Reste que la loi ne fait pas tout… Jean-Patrick Masson déplore même que, paradoxalement, "avec la loi accélération des EnR, on est plutôt sur une pause ! [voir notre article du 22 février] Tout le monde s’est arrêté pour se demander : Où vais-je mettre les choses ?" – évoquant ici l’exercice de désignation des "zones d’accélération" par les communes. En l’espèce, Amorce se fait néanmoins plutôt positive. Nicolas Garnier salue "une très forte mobilisation territoriale. Finalement, les collectivités qui ne donnent pas de son, pas d’image, il y en a moins de 5%. À peu près 20% des communes ont fait le job, certes plus ou moins bien. Mais dans les conditions dans lesquelles cela a été fait, je trouve cela très intéressant". Sur ces quelque 7.000 communes qui se sont déjà livrées à l’exercice, il estime qu’un millier a utilisé l’outil Accèl’EnR que l’association "a élaboré avec la Banque des Territoires et mis à disposition des collectivités", et dont une version destinée aux intercommunalités a été récemment mise en ligne (voir notre article du 19 février). Pour lui, il faut toutefois "s’assurer que l’effort d’identification des potentiels a été réalisé de manière équilibrée, sur toutes les énergies", redoutant le tout photovoltaïque (voir notre article du 25 janvier). 

La carotte et le bâton

Pour lever les freins aux EnR, Amorce promeut différentes mesures, plus ou moins coercitives.

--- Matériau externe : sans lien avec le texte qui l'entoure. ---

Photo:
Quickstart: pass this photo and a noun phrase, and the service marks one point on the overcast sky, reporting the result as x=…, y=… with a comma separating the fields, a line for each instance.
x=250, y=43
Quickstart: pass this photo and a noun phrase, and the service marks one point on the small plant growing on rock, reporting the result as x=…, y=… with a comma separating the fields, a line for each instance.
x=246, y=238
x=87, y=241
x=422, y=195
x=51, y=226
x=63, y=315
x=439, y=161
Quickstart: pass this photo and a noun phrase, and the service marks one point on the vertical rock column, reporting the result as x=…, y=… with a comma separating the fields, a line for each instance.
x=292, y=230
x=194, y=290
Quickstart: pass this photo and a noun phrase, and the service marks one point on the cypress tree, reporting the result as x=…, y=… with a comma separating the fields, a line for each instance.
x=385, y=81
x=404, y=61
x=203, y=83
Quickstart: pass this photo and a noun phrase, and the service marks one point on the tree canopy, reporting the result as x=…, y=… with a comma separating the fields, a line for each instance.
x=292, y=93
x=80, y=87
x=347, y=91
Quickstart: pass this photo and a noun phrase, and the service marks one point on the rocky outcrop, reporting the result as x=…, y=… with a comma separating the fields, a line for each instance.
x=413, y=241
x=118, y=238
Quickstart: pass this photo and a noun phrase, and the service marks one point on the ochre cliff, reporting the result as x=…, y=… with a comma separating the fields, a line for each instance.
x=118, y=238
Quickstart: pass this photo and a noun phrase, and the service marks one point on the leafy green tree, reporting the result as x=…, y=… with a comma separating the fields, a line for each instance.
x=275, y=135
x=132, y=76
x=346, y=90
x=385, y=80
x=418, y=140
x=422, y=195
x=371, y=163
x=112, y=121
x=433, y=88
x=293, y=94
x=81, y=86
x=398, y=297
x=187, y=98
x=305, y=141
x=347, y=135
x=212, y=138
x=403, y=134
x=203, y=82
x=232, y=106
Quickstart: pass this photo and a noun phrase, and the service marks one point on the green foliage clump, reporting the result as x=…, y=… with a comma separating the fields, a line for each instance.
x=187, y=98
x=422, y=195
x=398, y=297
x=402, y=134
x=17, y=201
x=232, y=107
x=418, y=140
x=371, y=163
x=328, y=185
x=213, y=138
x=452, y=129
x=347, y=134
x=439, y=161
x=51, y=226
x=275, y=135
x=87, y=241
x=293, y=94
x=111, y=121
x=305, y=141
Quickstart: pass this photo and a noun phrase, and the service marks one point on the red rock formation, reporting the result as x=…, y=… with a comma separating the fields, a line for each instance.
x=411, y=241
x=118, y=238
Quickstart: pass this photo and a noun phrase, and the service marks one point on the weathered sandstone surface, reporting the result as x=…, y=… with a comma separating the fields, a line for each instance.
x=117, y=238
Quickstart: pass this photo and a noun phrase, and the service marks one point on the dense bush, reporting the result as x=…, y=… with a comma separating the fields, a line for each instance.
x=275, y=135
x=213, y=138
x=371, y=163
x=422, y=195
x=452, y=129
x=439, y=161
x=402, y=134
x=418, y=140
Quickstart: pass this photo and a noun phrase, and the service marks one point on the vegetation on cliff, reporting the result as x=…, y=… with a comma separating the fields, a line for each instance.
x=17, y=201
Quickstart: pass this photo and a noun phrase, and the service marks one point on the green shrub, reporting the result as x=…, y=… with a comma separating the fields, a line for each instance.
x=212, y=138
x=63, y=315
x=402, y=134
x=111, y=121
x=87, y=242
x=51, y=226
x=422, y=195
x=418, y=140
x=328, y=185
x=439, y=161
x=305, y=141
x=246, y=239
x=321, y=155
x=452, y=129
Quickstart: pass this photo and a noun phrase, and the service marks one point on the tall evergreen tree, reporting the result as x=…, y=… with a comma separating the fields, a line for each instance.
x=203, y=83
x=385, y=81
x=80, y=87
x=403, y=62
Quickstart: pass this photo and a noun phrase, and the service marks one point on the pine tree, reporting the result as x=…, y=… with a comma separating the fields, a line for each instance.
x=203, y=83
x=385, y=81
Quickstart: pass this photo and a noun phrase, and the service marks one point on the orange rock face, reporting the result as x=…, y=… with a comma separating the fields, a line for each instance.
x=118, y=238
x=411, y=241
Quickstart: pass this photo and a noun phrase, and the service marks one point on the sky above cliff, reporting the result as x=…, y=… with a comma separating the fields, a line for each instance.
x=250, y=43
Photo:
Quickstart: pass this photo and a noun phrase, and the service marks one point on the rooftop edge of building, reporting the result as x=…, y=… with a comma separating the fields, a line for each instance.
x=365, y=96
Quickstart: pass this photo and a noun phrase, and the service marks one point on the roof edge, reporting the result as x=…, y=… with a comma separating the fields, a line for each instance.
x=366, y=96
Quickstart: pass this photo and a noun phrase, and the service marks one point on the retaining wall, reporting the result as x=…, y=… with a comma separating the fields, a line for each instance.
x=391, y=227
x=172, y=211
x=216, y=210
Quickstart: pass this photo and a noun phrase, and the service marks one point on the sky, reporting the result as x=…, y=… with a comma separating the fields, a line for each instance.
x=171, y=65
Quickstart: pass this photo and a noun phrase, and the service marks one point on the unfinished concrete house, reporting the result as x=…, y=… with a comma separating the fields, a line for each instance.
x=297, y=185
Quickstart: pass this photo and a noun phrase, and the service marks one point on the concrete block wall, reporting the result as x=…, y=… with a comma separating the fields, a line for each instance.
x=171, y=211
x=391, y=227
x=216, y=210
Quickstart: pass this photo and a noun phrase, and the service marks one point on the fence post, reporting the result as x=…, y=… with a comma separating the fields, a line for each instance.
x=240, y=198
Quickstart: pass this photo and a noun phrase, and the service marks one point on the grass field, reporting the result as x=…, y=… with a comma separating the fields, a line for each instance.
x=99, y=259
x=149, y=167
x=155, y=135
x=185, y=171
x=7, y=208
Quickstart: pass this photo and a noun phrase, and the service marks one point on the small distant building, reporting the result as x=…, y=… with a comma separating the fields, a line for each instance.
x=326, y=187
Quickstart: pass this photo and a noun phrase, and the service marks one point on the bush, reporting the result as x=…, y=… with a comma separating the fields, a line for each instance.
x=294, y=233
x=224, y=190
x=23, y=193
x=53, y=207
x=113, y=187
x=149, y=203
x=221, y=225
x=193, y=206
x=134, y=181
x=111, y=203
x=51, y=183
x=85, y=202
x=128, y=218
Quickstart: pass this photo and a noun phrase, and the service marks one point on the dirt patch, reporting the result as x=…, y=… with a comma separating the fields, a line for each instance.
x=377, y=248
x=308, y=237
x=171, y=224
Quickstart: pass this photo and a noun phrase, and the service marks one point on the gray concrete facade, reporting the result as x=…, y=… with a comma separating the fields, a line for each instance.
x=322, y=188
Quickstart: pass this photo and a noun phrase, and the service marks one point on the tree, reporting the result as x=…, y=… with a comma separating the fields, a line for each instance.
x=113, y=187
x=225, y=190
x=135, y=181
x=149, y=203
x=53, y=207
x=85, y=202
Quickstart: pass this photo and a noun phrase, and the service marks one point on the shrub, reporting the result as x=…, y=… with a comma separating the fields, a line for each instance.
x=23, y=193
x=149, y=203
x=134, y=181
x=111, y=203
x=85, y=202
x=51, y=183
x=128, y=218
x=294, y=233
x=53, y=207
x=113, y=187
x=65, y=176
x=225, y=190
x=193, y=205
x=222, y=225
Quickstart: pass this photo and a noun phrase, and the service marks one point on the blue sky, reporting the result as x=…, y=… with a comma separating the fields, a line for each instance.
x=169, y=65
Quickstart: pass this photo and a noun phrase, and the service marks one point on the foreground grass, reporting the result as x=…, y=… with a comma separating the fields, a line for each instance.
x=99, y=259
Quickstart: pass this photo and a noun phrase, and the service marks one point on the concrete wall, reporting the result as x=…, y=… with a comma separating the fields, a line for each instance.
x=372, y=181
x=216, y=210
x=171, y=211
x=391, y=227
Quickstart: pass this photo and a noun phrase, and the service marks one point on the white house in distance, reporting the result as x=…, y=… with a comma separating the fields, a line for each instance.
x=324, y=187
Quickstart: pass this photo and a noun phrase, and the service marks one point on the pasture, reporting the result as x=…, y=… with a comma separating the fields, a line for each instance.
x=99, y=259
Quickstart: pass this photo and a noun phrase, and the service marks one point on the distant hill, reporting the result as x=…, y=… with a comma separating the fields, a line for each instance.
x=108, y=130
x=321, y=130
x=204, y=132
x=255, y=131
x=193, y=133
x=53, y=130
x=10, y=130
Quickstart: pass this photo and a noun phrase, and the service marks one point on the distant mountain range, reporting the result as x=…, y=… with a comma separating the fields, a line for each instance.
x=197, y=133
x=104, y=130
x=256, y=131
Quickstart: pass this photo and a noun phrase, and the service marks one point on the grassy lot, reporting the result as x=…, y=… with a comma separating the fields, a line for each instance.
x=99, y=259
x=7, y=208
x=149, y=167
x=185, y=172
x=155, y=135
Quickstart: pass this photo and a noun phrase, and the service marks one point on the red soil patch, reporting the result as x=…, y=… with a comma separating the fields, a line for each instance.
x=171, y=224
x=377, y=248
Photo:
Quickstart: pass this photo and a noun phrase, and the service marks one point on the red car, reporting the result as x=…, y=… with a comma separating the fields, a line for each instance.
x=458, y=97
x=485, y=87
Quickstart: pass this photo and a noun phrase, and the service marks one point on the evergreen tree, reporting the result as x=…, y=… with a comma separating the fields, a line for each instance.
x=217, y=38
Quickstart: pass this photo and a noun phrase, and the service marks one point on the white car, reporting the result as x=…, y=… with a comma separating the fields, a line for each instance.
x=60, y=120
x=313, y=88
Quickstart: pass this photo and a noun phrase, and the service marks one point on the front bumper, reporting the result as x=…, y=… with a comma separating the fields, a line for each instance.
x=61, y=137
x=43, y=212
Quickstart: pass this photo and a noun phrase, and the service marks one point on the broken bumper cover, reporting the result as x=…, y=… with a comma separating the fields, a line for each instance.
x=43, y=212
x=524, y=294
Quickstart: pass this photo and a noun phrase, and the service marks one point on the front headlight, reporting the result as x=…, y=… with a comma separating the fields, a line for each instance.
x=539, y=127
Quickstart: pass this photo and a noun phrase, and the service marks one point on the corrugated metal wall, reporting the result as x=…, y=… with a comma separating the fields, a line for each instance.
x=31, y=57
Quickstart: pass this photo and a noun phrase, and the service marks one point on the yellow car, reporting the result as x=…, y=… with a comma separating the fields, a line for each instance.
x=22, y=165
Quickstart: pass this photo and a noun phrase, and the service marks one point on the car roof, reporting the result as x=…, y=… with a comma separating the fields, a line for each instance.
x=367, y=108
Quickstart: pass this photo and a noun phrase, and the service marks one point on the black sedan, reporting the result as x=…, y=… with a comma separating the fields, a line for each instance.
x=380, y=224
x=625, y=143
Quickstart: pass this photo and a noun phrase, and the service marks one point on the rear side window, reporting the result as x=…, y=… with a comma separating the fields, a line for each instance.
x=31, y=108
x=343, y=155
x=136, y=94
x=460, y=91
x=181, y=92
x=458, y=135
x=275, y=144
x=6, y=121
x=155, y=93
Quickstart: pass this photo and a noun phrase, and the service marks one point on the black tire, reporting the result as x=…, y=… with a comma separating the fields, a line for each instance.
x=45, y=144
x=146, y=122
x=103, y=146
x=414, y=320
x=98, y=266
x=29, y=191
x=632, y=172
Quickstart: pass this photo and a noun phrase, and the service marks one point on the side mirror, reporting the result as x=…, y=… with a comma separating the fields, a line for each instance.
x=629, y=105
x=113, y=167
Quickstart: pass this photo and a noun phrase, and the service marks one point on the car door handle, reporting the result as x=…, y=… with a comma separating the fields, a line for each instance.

D’abord, régionaliser les appels d’offres sur l’électricité et le gaz pour tenir compte des potentiels de chaque région. "Tout le monde ne peut pas faire de l’éolien en mer", grince Nicolas Garnier.

L’association recommande également d’autoriser le cumul des aides nationales et locales et avec la participation des collectivités aux capitaux des projets. Elle suggère de même de travailler à un meilleur partage de la valeur. "On n’est peut-être pas allé assez loin sur cette question. On a plutôt encouragé des financements participatifs, des retombées pour la collectivité locale. Ce qu’il manque probablement, ce sont des retombées directes pour la population", estime Nicolas Garnier, qui évoque par exemple "des aides à la rénovation énergétique ou de l’actionnariat gratuit dans le parc éolien". Et de souligner qu’Amorce travaille également sur des sujets similaires avec l’agrivoltaïque, "probablement l’un des enjeux les plus sensibles des prochaines années".

Le délégué général suggère encore de travailler avec les architectes des bâtiments de France, vus davantage comme des "freins que des accélérateurs" des EnR, ou encore sur la façon de comptabiliser l’endettement des collectivités en faveur de la transition énergétique. Et pour embarquer les collectivités récalcitrantes, l’association "lance un petit pavé dans la mare" en suggérant de "conditionner un certain nombre d’aides aux collectivités à l’atteinte d’un taux minimal d’EnR par commune" et/ou à la réalisation des zones d’accélération. 

Besoin de coordination…

Reste que pour l’association, d’autres ingrédients, classiques, manquent encore à l’appel.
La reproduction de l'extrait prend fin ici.